Od byłej pracownicy biura sprzedaży loftów wiemy jednak, że  kłopoty zaczęły się dwa miesiące temu. Wtedy kobieta dostała wypowiedzenie. Pracodawca poinformował ją, że firma będzie likwidowana.

Telefon od nas odebrał jedynie Zbigniew Sobczak, prezes zarządu wspólnoty mieszkaniowej, która zawiązała się przy  ul. Tymienieckiego 25, były pracownik firmy MNE. - Wniosek o upadłość firmy MNS Investment jest już w sądzie. Jeśli zostanie przyjęty, majątkiem  spółki MNE zarządzać będzie syndyk. Będzie musiał sprzedać  mieszkania, by spłacić wierzycieli oraz zyskać pieniądze na utrzymanie mieszkań, które stoją puste - mówi Zbigniew Sobczak.

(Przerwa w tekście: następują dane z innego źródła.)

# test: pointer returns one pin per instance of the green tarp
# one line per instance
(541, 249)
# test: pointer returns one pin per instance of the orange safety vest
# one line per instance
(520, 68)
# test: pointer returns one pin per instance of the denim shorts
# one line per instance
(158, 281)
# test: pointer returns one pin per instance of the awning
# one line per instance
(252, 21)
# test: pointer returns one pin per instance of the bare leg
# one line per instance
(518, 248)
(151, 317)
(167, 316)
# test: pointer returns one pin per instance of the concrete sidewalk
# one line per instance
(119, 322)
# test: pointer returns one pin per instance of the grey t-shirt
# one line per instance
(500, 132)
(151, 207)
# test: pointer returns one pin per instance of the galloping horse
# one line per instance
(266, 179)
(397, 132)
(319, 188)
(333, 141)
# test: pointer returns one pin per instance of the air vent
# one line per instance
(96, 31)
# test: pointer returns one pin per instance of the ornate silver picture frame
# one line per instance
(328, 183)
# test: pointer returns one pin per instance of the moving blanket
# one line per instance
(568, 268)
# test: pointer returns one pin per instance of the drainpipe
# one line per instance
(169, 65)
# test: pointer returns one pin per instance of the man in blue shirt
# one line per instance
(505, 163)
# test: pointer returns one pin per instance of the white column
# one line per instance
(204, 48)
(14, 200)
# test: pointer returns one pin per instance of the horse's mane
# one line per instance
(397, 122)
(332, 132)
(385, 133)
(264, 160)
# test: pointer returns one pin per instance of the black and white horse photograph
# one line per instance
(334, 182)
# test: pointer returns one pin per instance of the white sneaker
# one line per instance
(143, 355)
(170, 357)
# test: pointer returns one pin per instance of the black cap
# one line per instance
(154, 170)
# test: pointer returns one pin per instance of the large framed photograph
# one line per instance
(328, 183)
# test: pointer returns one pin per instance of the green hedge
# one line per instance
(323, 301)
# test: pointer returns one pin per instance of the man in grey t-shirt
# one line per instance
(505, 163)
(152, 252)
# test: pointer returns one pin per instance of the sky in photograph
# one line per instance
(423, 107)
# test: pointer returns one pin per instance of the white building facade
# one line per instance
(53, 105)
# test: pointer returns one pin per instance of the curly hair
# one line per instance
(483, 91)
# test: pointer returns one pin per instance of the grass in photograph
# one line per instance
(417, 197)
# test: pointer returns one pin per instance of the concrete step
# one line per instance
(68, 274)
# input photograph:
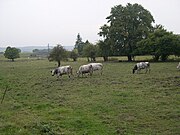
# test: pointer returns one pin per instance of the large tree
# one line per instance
(58, 54)
(90, 51)
(127, 26)
(12, 53)
(160, 43)
(79, 44)
(74, 54)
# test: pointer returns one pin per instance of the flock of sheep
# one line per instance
(91, 67)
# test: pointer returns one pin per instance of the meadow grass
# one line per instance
(117, 102)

Obecnie sprzedanych jest 33  proc. mieszkań i 35 udziałów. Oznacza to, że do kupienia wciąż  pozostały największe lokale. Właściciele mieszkań nie powinni się niczego obawiać, bo w ich imieniu częścią obiektu zarządza wspólnota. Czy bankructwo właściciela loftów może oznaczać, że teraz mieszkania, zlokalizowane we flagowej łódzkiej inwestycji, będzie można  kupić taniej?

- Niekoniecznie - tłumaczy Tomasz Błeszyński, ekspert rynku nieruchomości. - Jeśli dojdzie do sprzedaży loftów przez  syndyka, będą one sprzedawane według wyceny. Procesy likwidacyjne trwają zwykle długo. Nie sądzę jednak, aby znaleźli się nabywcy na mieszkania w tej sytuacji oferując wyższe kwoty za lokale.

Według Błeszyńskiego inwestycja od początku była nietrafiona i przereklamowana.

- Deweloper sądził, że kupno zabytkowego obiektu Unionteksu i jego rewitalizacja będzie dobrą inwestycją. Trudności pojawiły  się już na etapie rewitalizacji, budowa się przedłużała, potem przyszedł kryzys. Obiekt jest w tej chwili bardzo drogi w utrzymaniu, a w Polsce brakuje pasjonatów, którzy gotowi byliby zamieszkać w takim  miejscu. Najgorzej, że ta sytuacja zaszkodzi wizerunkowi miasta. To dla  Łodzi PR-owska katastrofa - dodaje Tomasz Błeszyński.